The paper tackles the computational and statistical challenges of covariance estimation for functional data over multidimensional domains by introducing Covariance Networks (CovNet), a universal model that approximates any covariance efficiently and allows closed-form eigendecomposition, with demonstrated consistency and convergence rates validated through simulations and fMRI data.
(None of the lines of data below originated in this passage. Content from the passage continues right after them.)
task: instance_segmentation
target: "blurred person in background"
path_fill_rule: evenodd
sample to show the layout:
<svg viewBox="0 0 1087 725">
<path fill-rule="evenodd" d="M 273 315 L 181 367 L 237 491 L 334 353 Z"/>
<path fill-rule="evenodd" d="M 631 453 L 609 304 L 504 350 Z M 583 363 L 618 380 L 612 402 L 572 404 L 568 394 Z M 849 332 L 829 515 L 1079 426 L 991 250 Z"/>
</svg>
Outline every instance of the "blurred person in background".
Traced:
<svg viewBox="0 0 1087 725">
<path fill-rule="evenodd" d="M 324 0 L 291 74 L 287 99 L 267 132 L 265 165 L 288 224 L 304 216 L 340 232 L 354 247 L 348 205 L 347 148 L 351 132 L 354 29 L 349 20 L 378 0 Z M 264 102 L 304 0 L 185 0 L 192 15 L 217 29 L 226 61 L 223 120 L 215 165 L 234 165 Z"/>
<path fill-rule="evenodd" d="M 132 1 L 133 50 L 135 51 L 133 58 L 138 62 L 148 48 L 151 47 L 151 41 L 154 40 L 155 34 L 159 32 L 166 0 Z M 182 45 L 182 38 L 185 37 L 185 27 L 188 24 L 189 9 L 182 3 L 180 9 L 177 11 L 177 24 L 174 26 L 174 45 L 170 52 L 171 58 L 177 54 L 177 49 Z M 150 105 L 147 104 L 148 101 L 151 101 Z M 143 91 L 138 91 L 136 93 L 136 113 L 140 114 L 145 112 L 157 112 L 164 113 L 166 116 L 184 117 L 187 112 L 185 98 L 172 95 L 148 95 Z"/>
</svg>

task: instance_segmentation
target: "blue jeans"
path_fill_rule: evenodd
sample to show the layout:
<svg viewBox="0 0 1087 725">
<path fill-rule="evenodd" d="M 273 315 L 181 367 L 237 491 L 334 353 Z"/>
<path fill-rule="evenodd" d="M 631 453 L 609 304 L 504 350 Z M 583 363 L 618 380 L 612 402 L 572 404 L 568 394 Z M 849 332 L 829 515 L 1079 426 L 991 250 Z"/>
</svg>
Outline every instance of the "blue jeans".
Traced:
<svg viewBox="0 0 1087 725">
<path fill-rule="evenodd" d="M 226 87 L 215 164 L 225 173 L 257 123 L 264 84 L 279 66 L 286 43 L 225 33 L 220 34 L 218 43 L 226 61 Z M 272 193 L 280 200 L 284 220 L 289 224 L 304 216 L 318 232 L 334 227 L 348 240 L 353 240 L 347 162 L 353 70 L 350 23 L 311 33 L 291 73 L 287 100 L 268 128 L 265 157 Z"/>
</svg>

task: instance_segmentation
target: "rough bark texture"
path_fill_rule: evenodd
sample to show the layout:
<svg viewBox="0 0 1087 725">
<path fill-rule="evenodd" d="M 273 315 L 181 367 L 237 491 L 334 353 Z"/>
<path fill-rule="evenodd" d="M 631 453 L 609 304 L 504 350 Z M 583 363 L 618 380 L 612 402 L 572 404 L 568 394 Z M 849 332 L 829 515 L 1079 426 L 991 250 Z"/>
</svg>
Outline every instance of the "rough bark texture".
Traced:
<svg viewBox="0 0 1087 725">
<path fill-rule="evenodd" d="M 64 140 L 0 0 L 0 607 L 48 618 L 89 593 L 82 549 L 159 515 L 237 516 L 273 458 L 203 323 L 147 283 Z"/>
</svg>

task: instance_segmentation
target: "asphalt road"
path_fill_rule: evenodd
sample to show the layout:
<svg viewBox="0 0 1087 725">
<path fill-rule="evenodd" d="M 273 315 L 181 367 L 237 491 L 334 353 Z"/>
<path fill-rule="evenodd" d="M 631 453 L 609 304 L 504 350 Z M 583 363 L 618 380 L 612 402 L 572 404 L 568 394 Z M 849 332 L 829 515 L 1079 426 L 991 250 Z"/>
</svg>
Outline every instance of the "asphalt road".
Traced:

Covariance estimation is ubiquitous in functional data analysis. Yet, the case of functional observations over multidimensional domains introduces computational and statistical challenges, rendering the standard methods effectively inapplicable. To address this problem, we introduce "Covariance Networks" (CovNet) as a modeling and estimation tool. The CovNet model is "universal" - it can be used to approximate any covariance up to desired precision. Moreover, the model can be fitted efficiently to the data and its neural network architecture allows us to employ modern computational tools in the implementation. The CovNet model also admits a closed-form eigendecomposition, which can be computed efficiently, without constructing the covariance itself. This facilitates easy storage and subsequent manipulation of a covariance in the context of the CovNet. We establish consistency of the proposed estimator and derive its rate of convergence. The usefulness of the proposed method is demonstrated by means of an extensive simulation study and an application to resting state fMRI data.